日本の社会インフラとして欠かせない存在であるコンビニエンスストアが、今まさに大きな岐路に立たされています。大阪府東大阪市で「セブン―イレブン」を経営する松本実敏さんは、本部から通告された加盟店契約の解除を不服とし、店主としての法的地位を確認するための仮処分を2020年01月06日にも裁判所へ申し立てる意向を固めました。
松本さんは、コンビニ業界に一石を投じた人物として知られています。深刻な人手不足を理由に、2019年02月から本部の許可を得ないまま営業時間の短縮を断行しました。この行動は、それまで業界の「絶対的なルール」とされてきた24時間営業の是非を問う全国的な議論を巻き起こす直接的なきっかけとなったのです。

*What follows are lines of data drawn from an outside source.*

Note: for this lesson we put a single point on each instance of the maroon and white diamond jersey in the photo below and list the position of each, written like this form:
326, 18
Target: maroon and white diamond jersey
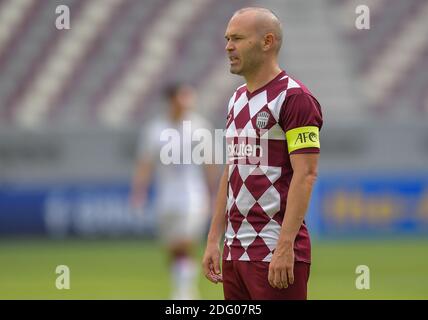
260, 171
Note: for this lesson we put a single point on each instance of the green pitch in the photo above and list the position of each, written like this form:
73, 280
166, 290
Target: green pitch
136, 269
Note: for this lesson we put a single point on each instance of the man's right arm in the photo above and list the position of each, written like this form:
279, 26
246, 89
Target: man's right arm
212, 256
142, 175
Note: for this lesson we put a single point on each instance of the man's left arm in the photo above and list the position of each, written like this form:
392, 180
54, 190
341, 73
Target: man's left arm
305, 165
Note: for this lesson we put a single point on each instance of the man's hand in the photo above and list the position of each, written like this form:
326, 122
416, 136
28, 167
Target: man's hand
281, 267
211, 263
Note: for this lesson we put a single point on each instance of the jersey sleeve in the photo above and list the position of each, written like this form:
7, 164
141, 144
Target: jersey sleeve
301, 119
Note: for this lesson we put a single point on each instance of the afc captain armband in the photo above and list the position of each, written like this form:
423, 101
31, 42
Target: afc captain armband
303, 137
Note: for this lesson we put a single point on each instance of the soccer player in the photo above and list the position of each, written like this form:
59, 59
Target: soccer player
182, 201
260, 206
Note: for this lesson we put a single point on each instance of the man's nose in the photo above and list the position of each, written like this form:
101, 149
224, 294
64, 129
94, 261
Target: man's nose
229, 46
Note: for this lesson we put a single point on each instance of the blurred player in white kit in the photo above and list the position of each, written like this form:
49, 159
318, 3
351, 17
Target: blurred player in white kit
183, 190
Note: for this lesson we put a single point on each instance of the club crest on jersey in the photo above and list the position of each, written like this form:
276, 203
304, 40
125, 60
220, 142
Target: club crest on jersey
262, 119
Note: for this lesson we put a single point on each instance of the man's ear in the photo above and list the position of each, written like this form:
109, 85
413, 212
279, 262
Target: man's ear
268, 41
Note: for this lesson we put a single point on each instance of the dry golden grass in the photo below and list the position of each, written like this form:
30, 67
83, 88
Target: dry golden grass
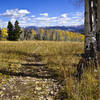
62, 58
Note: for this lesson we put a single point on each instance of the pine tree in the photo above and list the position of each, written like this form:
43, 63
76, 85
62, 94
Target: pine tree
17, 31
10, 29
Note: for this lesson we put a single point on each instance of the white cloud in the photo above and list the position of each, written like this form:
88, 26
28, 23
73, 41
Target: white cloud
64, 15
44, 14
15, 13
32, 16
65, 19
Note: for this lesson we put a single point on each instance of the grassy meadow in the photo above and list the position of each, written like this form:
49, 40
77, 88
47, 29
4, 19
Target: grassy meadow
61, 57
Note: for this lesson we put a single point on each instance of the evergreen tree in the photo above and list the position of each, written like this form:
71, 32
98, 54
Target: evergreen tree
17, 31
10, 29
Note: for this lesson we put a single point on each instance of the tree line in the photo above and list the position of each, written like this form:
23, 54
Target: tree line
15, 33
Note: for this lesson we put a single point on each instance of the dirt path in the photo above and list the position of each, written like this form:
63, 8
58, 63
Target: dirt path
34, 81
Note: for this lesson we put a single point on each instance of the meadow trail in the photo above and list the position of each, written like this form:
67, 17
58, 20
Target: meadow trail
33, 81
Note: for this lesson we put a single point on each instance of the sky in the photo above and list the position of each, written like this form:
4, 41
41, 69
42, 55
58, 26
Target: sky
41, 12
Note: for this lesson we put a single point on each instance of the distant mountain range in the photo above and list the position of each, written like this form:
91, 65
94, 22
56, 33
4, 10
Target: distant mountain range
79, 28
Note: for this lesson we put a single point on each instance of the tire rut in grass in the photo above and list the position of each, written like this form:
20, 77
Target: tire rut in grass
33, 82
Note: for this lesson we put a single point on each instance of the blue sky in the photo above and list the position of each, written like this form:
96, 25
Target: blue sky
41, 12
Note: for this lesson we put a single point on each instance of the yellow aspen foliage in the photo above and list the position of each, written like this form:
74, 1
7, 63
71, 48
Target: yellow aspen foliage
3, 34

しかし、本部側は2019年12月30日の午後11時をもってフランチャイズ契約を終了させる決断を下しました。主な解除理由は、利用者からの接客に関する苦情が極めて多いことや、SNSでの発信が本部への誹謗中傷に該当し、信頼関係が損なわれたというものです。これに対し松本さんは、改善の意思を示した直後の性急な解除は不当であると強く訴えています。
独自営業という異例の選択と「地位確認」が持つ意味
松本さんは店舗の明け渡しを拒んでおり、本部からの商品供給やレジシステムが停止した状況下でも、独自に営業を継続する構えを見せています。自ら用意したレジを導入し、当面は店内の在庫商品を割引価格で販売しながら、外部からの直接仕入れも視野に入れているといいます。まさに、大手チェーンの傘下から離れた個人商店のような運営スタイルへ舵を切ったのです。
ここで注目すべき「地位確認」とは、法律用語で特定の契約関係や権利が現在も有効であることを裁判所に認めてもらう手続きを指します。もしこれが認められれば、本部による契約解除が一時的に無効と見なされ、松本さんは正規のオーナーとして店を続ける権利を保持できます。この判断の行方は、全国の加盟店オーナーにとって死活問題となるでしょう。
SNS上では「オーナーの過酷な労働環境に同情する」という声が上がる一方で、「接客苦情が多いのであれば本部の判断も致し方ない」といった厳しい意見も散見され、賛否両論が渦巻いています。一人の店主が巨大資本に立ち向かう構図は、現代の日本社会が抱える働き方の歪みを象徴しているかのようにも感じられます。
私自身の見解としては、本件は単なる店舗運営のトラブルではなく、本部と加盟店が対等なパートナーシップを築けているかを問う重要な試金石であると考えます。もちろん接客の質は重要ですが、24時間営業というビジネスモデルが限界を迎えている中で、現場の声に耳を傾け、より柔軟な運営形態を模索する時期に来ているのは間違いありません。